Hi @narahahn, thanks for your input. I personally used the function for these two purposes:

  1. Easy way to plot the frequency response
  2. Grab a signal, transform it with easyfft, manipulate its amplitude spectrum, and transform it back with easyifft (I have to admit, that I haven't done this for a long time, but during my psychoacoustics days in Oldenburg, this was done quite often).
narahahn commented 7 years ago

Sorry I was wrong. We have to be careful with the phase response at 0 and fs/2. It will not be ignored.

chris-hld commented 7 years ago

Alright guys, thanks for all the great input! How should we proceed? I agree, the naming easyfft is not very suitable. It is not a "pure" fourier transform anymore, since it is extended quite a bit towards describing the spectrum. So I propose the following:

hagenw commented 7 years ago

The name get_spectrum is fine with me, but retrieve_signal is not ideal. The biggest problem in my opinion is the now missing direct link to the other function. Unfortunately, I have no better proposal at the moment, but I will try to find one.

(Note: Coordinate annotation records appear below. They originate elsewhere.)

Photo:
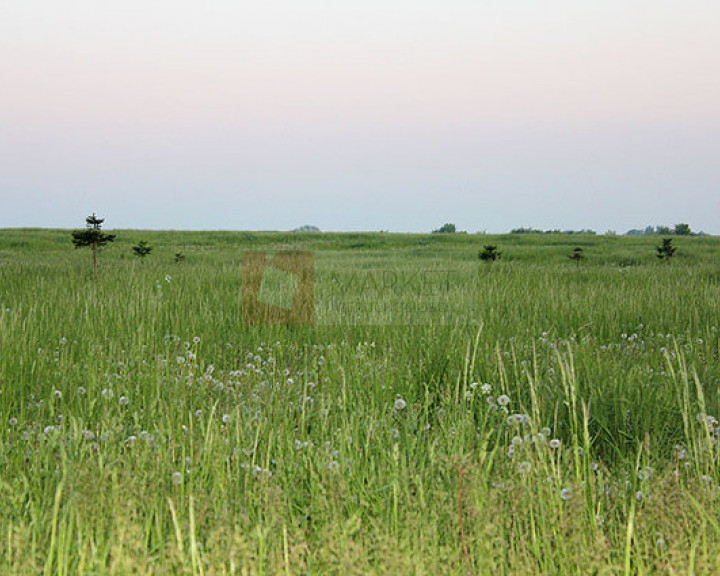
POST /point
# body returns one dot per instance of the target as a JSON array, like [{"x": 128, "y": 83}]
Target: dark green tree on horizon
[
  {"x": 489, "y": 253},
  {"x": 92, "y": 237},
  {"x": 577, "y": 255},
  {"x": 142, "y": 249},
  {"x": 666, "y": 250}
]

chris-hld commented 7 years ago

BTW, the previous discussion probably makes retrieve_signal appear less generic than it actually is. In usual use cases it performs just as expected. The case of creating a dirac is quite specific, since the spectrum must contain every (two-sided) frequency with the same amplitude (summing up to 1), although only a single-sided spectrum is given. Therefore, the energy of discarded frequency bins must be contained in the mirrored bins (that's the factor 2). For creating a 500 Hz cosine from a single-sided spectrum, try:

SFS_start; conf = SFS_config
f = [0:1:22050];
ampl = zeros(1,22051);
phase = zeros(1,22051);
ampl(501) = 1;
signal = retrieve_signal(ampl, phase, f, conf);
get_spectrum(signal, conf)

Which is exactly what I would expect.